Seguido de la delfina empezó a andar el rey, y ambos subieron la gradería que conduce a la capilla, dejando a un lado el camino de los patios.
La puerta de la capilla se encuentra a mano izquierda, y a la derecha la escalera sencilla que conduce al corredor en que están situadas las habitaciones.
—¿Aquí quién vive? —preguntó, Luis XV.
—Nadie, señor.
—No obstante, veo una llave colocada en la puerta del primer aposento.
—¡Ah! Es cierto; la señorita de Taverney está amueblando su cuarto.
—¿Es este? —dijo nuevamente el rey señalando la puerta.
—Sí, señor.
—¿Y se encuentra en él?
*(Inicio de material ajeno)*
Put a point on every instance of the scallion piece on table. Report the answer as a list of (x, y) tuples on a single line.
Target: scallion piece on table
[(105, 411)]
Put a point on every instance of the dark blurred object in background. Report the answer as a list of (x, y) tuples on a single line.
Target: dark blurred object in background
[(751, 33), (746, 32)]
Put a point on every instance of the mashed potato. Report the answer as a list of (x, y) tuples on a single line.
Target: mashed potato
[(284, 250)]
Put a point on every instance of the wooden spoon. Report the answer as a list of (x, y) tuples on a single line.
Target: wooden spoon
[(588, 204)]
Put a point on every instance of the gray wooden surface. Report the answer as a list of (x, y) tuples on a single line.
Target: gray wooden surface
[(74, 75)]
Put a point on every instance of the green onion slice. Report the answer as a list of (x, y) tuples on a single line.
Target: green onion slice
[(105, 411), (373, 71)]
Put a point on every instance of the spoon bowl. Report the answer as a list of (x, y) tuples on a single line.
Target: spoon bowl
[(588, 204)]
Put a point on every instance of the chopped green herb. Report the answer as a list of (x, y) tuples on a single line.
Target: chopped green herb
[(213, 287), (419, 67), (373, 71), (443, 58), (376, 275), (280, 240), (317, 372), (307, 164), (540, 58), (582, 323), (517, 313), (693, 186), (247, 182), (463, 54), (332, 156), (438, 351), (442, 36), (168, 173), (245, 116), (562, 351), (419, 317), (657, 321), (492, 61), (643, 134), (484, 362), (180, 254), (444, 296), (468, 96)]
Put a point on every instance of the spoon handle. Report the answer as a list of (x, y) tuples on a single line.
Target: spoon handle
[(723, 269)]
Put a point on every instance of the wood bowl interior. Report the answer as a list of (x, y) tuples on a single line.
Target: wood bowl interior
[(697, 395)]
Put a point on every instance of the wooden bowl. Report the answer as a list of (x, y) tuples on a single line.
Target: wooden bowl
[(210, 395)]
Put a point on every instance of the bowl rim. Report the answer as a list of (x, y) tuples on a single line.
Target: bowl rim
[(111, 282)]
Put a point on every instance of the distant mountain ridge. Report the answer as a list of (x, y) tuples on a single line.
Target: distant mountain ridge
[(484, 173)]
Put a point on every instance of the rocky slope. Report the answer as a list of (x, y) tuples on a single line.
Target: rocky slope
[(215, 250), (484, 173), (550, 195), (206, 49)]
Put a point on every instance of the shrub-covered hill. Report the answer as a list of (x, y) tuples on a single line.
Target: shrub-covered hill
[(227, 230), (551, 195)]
En ese caso no entremos.
—Ahora mismo ha bajado.
—Pues bien: mostradme un cuarto para distraerme.
—Como gustéis, señor.
Y al decir esto, condujo al rey al único aposento que había, precedido de una antesala y de dos gabinetes.
Unos cuantos muebles arreglados, varios libros y un piano excitaron la atención del Rey, y sobre todo un hermoso ramillete compuesto de las más lindas flores, que la señorita de Taverney había ya colocado en una jarra.
—¡Ah! —exclamó el rey—. Bellísimas flores. ¡Y pretendéis destruir el jardín…! ¿Quién suministra a vuestra servidumbre semejantes flores?… ¿No las tenéis vos?
—En efecto, es lindo ese ramillete.
—Parece que el jardinero se acuerda de la señorita de Taverney. ¿Quién es ese jardinero?
—Lo desconozco: M. de Jussieu me los proporciona.
Examinó el rey con curiosidad la habitación, miró hacia la parte exterior y a los patios y se retiró.
De nuevo cruzó Su Majestad el parque y volvió al gran Trianón, en donde le aguardaban sus equipajes para una cacería que debía durar desde las tres hasta las seis de la tarde.
El delfín continuaba tomando la altura del sol.